The use of proton pump inhibitor (PPI) medications has rapidly increased in recent years because of its efficacy in treating gastroesophageal reflux disease (GERD) and peptic ulcer disease (PUD).1 Because PPIs have minimal side effects and few significant drug interactions, they are generally considered safe for long‐term treatment.2 Since their introduction in the late 1980s, millions of individuals worldwide have been using these medications on a continuous or long‐term basis. Recently, studies have explored the appropriateness and judiciousness in the use of PPI in hospital and outpatient practices.3, 4

Significant current concerns have focused on the long‐term effect of PPIs and whether these medications can change gastric physiology,5 potentially leading to cell transformation, gastric adenocarcinoma, bacterial overgrowth, enteric infections or malabsorption (e.g., fat, minerals and vitamins). Many retrospective observational studies found several adverse outcomes linked to PPI therapy, including hip fracture,6 pneumonia,7 acute interstitial nephritis8 and hypomagnesemia.9 Thus, the safety of the long‐term use of PPI has recently been questioned.

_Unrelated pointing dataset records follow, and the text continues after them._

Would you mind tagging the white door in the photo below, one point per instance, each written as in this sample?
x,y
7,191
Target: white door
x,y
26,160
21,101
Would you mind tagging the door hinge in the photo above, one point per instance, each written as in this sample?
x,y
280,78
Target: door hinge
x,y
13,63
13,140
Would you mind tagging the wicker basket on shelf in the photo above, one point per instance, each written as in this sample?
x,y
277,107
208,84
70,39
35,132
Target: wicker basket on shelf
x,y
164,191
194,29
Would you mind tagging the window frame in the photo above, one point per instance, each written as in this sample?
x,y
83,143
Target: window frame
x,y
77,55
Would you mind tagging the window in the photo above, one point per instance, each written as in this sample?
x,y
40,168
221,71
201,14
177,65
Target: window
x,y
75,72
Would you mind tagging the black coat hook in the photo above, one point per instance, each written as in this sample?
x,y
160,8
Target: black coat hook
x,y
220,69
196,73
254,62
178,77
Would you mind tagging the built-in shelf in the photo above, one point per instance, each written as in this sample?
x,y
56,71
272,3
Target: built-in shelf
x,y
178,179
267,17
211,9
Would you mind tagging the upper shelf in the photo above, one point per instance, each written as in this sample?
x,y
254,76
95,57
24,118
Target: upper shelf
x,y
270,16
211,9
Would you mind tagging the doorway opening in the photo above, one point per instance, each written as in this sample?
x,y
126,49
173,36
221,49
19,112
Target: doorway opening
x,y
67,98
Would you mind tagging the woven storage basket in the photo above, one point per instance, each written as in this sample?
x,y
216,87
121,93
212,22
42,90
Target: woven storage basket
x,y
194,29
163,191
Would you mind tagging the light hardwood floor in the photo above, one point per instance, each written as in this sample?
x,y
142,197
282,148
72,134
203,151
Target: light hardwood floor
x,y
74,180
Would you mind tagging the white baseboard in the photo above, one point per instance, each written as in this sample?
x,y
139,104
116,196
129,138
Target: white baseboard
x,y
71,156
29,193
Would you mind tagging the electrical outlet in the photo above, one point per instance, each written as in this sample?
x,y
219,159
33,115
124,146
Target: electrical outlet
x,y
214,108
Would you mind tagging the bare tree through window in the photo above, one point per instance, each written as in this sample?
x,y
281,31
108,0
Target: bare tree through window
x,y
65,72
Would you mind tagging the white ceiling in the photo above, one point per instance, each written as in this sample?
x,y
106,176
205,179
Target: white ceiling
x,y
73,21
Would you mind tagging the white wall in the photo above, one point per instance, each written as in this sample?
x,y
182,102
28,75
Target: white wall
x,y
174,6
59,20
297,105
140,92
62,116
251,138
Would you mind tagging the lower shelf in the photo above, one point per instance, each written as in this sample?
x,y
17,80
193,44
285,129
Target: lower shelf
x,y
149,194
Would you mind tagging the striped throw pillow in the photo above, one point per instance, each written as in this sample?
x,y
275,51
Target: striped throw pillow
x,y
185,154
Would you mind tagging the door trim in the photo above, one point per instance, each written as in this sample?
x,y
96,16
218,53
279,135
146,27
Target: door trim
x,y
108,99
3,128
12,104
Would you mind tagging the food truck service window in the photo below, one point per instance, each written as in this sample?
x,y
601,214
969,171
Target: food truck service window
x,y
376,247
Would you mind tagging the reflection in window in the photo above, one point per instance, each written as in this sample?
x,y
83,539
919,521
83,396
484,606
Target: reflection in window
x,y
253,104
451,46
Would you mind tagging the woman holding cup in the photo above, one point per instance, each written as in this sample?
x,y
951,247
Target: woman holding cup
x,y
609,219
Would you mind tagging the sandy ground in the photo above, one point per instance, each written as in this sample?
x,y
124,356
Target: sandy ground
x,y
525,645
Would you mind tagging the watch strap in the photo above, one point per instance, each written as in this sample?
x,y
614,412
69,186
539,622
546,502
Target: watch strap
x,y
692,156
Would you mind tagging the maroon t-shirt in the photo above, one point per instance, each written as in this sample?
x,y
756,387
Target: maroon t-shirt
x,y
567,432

Physiologically, long‐term PPI use can induce acid–base imbalance in the gastrointestinal tract. Normal gastric acid has pH below 4 and has a powerful bactericidal effect. The strong acidity has the ability to kill exogenous, acid‐sensitive bacteria in the stomach within a 15‐min time span.10 PPIs reduce the amount of gastric acid secretion in the stomach, thereby increasing the survival of various microbes and allowing at least 50% of ingested bacterial to survive gastric trap.10 Optimal physiological processes in the gastrointestinal tract require coordination and fine balance between intracellular and extracellular pH. All cells must maintain cytoplasmic pH within a narrow range to survive.11 This is particularly true in the upper gastrointestinal tract, where the pH range varies greatly. Theoretically, prolonged pH imbalance from long‐term PPI use can decrease enzymatic activities in upper gastrointestinal tract and ultimately increase the possibility of DNA damage and harmful cell mutation.12, 13

Although postulated mechanisms of cancer related to PPI remain unclear, one theory suggests that PPIs allow the proliferation of cells with deadly mutations, in the upper gastrointestinal tract, especially in the ampulla of Vater and increase risk to developing periampullary adenocarcinomas.14, 15 Given the widespread use of PPIs, the aim of this study is to examine the effect of PPIs on periampullary adenocarcinomas in a dose‐dependent manner, based on a national population‐based cohort.

Material and Methods

Data source

The National Health Insurance Research Database (NHIRD) of Taiwan is a nationwide claims database, maintained by the National Health Insurance Administration (NHIA). It covers almost every medical reimbursement claim received by beneficiaries under the regulation of National Health Insurance (NHI) program. Since 1995, all citizens of Taiwan are required by law to enroll in the NHI. In 2012, the NHI coverage rate was 99%. The NHIRD contains claims data on beneficiary demographics, disease diagnoses, treatment procedures, prescription medications, date‐of‐service, reimbursement amounts and beneficiary‐ and provider‐encrypted identifiers. To verify the accuracy of diagnoses and the rationale for treatments, the NHIA routinely audits a proportion of the NHI claims.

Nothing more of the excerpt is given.